Left: During the four-cell stage, some blastomeres have low levels of CARM1 activity (light pink), and some have high levels (dark pink). Small grey circles represent the polar bodies, which are generally seen inside the zona pellucida. Middle: The cells with lower levels of CARM1 activity tend to become early polarizers during the eight-cell stage. These cells are broader in shape, with the nucleus situated near the cell surface (as can be seen in the cell with the red cap). Right: Early polarizers also have more symmetric cell divisions (71.7% symmetric; 28.3% asymmetric; two blue cells at top right), with about 80% of the descendant cells from early polarizers becoming part of the future trophectoderm (TE). Cells that polarize later favor asymmetric cell division (38.7% symmetric, 61.3% asymmetric; blue and yellow cell, bottom left), with about two-thirds of descendant new cells from late polarizers becoming part of the future trophectoderm, and about one-third becoming part of the inner cell mass (ICM).

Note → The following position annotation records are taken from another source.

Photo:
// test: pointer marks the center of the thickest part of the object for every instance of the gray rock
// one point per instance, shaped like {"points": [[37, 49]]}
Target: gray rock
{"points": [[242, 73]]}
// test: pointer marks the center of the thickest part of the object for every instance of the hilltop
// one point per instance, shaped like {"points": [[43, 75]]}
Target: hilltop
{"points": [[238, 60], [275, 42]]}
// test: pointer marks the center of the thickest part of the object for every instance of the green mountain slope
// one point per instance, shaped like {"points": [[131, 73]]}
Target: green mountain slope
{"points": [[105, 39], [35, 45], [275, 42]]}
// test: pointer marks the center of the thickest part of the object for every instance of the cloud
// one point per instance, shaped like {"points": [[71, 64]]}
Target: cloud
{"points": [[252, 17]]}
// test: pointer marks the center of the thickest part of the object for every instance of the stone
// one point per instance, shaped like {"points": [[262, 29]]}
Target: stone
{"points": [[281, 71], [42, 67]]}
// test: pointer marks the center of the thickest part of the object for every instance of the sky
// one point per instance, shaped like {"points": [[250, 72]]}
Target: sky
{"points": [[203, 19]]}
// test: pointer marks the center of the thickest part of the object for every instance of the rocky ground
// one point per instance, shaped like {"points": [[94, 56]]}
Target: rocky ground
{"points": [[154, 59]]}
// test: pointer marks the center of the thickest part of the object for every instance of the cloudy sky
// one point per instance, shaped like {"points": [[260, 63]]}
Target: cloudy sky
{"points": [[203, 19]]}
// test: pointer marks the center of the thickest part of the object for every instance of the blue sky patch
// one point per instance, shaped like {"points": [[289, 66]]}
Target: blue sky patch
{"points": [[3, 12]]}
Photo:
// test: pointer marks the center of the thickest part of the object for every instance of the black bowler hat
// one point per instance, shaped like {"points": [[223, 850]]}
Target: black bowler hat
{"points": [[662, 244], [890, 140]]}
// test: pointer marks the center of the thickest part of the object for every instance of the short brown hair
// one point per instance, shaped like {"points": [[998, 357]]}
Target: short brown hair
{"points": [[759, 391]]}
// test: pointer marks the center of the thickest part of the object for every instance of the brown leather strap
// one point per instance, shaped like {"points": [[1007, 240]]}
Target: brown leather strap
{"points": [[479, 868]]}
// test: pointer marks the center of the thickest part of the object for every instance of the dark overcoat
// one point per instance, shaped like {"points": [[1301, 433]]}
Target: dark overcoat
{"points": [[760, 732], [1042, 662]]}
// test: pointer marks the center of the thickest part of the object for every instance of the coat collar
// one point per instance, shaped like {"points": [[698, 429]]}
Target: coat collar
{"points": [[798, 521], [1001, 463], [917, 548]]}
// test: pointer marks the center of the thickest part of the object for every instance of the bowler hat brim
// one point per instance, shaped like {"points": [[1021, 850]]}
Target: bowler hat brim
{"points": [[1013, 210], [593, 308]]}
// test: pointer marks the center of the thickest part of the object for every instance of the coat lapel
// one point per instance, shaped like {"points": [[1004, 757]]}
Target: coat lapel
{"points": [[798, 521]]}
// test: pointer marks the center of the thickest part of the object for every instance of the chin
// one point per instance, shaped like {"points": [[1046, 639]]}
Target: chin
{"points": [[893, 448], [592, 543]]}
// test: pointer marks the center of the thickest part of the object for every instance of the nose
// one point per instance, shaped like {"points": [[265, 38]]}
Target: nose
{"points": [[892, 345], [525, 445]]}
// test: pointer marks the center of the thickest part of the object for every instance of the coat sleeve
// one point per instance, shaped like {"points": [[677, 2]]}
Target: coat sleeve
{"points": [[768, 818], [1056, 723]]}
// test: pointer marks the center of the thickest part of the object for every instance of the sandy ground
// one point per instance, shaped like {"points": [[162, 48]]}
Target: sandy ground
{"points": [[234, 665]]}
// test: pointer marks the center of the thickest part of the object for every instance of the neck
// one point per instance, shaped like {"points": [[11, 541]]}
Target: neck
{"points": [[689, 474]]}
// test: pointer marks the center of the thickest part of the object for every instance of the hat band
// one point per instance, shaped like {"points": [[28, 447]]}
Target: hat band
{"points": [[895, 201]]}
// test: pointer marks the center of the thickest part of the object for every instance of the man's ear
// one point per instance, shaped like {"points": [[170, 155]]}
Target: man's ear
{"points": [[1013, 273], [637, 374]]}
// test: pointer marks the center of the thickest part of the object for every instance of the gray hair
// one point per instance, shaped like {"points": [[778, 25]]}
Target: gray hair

Furthermore, the early-polarizing cells display different appearances and behaviors. They are broader in shape, with nuclei situated near the surface. They start expressing a protein essential for the formation of the trophectoderm (Cdx2) earlier, and when they divide, they are more likely to produce two outer daughter cells. Consequently, over 80% of their progeny contribute to the trophectoderm, compared to about 68% of late polarizers (Figure 1).

This bias results from protein networks that stabilize the cap through structural filaments called keratins. Importantly, reduced CARM1 activity at the four-cell stage encourages this outcome by increasing levels of BAF155, a chromatin regulator that boosts keratin expression. In this way, subtle molecular asymmetries at the four-cell stage set the foundation for uneven polarization at the eight-cell stage, laying the groundwork for later lineage differences.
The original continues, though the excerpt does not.